Nuclear Structure, Nuclear Astrophysics and Mesoscopic Physics

  • Brown, B. A. (PI)
  • Horoi, Mihai (CoPI)
  • Zelevinsky, Vladimir (CoPI)

Grant Details


The research proposed encompasses a broad range of topics in nuclear structure theory with applications to nuclear astrophysics and with extensions to other mesoscopic systems. The research projects will have impact on developments in the field of nuclear theory, nuclear astrophysics and the general field of mesoscopic physics. Many of the projects are coupled to the experimental program at the National Superconducting Cyclotron Laboratory (NSCL) and with those at other laboratories. Projects are also coupled with the Joint Institute for Nuclear Astrophysics (JINA).

In a broader context, successful progress in the program is important for our understanding of the basic constituents of matter and nucleosynthesis in the Universe. The studies of many-body properties, chaos and collectivity in nuclear structure, have a strong interdisciplinary aspect since the nucleus is an exemplary case of a self-sustaining finite Fermi-system with strong interactions. The proposed research is expected to help studies in physics of Bose- and Fermi-condensates, complex molecules, solid state microdevices and quantum computing. The proposal has a considerable educational component being part of the highly ranked nuclear physics program at NSCL/MSU.

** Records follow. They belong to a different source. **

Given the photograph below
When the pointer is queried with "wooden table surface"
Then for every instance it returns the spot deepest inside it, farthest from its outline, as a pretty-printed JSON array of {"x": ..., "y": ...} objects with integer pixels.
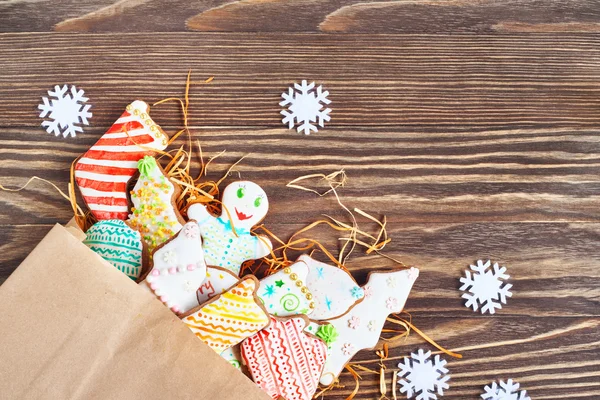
[{"x": 472, "y": 125}]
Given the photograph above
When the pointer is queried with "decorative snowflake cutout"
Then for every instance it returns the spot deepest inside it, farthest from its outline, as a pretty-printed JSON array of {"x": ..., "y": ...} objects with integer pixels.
[
  {"x": 423, "y": 376},
  {"x": 305, "y": 107},
  {"x": 504, "y": 391},
  {"x": 486, "y": 287},
  {"x": 66, "y": 111}
]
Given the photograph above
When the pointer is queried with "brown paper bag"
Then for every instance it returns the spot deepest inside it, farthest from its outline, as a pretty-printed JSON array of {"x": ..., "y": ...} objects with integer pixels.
[{"x": 74, "y": 327}]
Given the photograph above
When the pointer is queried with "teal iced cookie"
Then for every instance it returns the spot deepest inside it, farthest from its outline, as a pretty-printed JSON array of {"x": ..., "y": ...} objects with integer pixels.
[{"x": 118, "y": 244}]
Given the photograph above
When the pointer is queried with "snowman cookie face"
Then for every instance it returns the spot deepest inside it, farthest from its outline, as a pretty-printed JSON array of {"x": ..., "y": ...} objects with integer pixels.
[{"x": 246, "y": 202}]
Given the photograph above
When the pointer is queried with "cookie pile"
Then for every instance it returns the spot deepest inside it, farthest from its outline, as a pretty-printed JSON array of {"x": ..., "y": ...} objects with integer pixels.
[{"x": 291, "y": 330}]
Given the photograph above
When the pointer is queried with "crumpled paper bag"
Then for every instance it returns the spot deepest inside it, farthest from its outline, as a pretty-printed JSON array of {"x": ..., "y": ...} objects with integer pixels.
[{"x": 74, "y": 327}]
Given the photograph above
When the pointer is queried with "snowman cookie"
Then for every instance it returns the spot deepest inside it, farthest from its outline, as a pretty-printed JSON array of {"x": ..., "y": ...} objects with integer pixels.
[
  {"x": 283, "y": 293},
  {"x": 118, "y": 244},
  {"x": 284, "y": 360},
  {"x": 385, "y": 294},
  {"x": 247, "y": 204},
  {"x": 154, "y": 213},
  {"x": 217, "y": 281},
  {"x": 334, "y": 290},
  {"x": 230, "y": 317},
  {"x": 179, "y": 269}
]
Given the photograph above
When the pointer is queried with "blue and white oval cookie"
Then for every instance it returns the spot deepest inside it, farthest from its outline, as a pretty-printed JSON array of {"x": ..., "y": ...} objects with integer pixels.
[{"x": 119, "y": 244}]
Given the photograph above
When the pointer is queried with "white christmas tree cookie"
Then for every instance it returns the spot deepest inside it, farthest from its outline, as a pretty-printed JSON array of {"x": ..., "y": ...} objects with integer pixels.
[
  {"x": 284, "y": 294},
  {"x": 385, "y": 294},
  {"x": 245, "y": 204},
  {"x": 333, "y": 289},
  {"x": 154, "y": 213},
  {"x": 179, "y": 270},
  {"x": 218, "y": 280}
]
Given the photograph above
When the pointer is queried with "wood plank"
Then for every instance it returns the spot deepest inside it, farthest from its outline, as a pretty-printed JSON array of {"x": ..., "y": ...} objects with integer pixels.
[
  {"x": 353, "y": 16},
  {"x": 550, "y": 263},
  {"x": 423, "y": 83},
  {"x": 507, "y": 175}
]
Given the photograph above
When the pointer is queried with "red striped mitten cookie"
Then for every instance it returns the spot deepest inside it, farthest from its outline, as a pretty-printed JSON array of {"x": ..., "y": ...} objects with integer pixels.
[
  {"x": 284, "y": 360},
  {"x": 104, "y": 171}
]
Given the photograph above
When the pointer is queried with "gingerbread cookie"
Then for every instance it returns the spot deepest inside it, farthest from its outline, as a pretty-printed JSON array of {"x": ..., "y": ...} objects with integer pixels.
[
  {"x": 247, "y": 204},
  {"x": 229, "y": 318},
  {"x": 334, "y": 290},
  {"x": 179, "y": 269},
  {"x": 154, "y": 214},
  {"x": 385, "y": 293},
  {"x": 118, "y": 244},
  {"x": 217, "y": 281},
  {"x": 103, "y": 172},
  {"x": 284, "y": 293},
  {"x": 284, "y": 360}
]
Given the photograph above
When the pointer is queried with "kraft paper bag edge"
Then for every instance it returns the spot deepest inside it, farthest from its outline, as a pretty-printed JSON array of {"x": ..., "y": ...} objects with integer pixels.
[{"x": 120, "y": 342}]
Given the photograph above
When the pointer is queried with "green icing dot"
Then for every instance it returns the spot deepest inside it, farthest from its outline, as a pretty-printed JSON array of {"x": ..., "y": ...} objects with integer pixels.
[
  {"x": 327, "y": 333},
  {"x": 146, "y": 165}
]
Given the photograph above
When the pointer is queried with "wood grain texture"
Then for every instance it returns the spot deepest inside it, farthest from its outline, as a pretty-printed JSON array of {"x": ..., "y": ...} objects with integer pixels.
[
  {"x": 351, "y": 16},
  {"x": 474, "y": 147}
]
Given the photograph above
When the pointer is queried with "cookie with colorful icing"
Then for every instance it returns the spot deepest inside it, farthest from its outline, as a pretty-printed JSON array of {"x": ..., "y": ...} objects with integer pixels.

The proposed research relates to broad questions in science including: What are the limits of nuclear stability?, How did the chemical evolution of the Universe proceed?, What are the ways of self-organization in interacting many-body systems? and How does order coexist with chaos and complexity in mesoscopic

systems? Specific topics include: (i) development of new analytical and computational tools for the description of nuclear structure, especially for the nuclei far from stability; (ii) detailed consideration of specific nuclear phenomena and nuclear processes that shed light on the new features encountered with the experimental advances into virgin territory of unstable nuclei; (iii) calculations and modeling of structural and dynamical aspects of nuclear processes of astrophysical interest; (iv) studies of many-body quantum chaos, its coexistence with collective and regular features in nuclear structure, and properties of the nucleus as a mesoscopic system.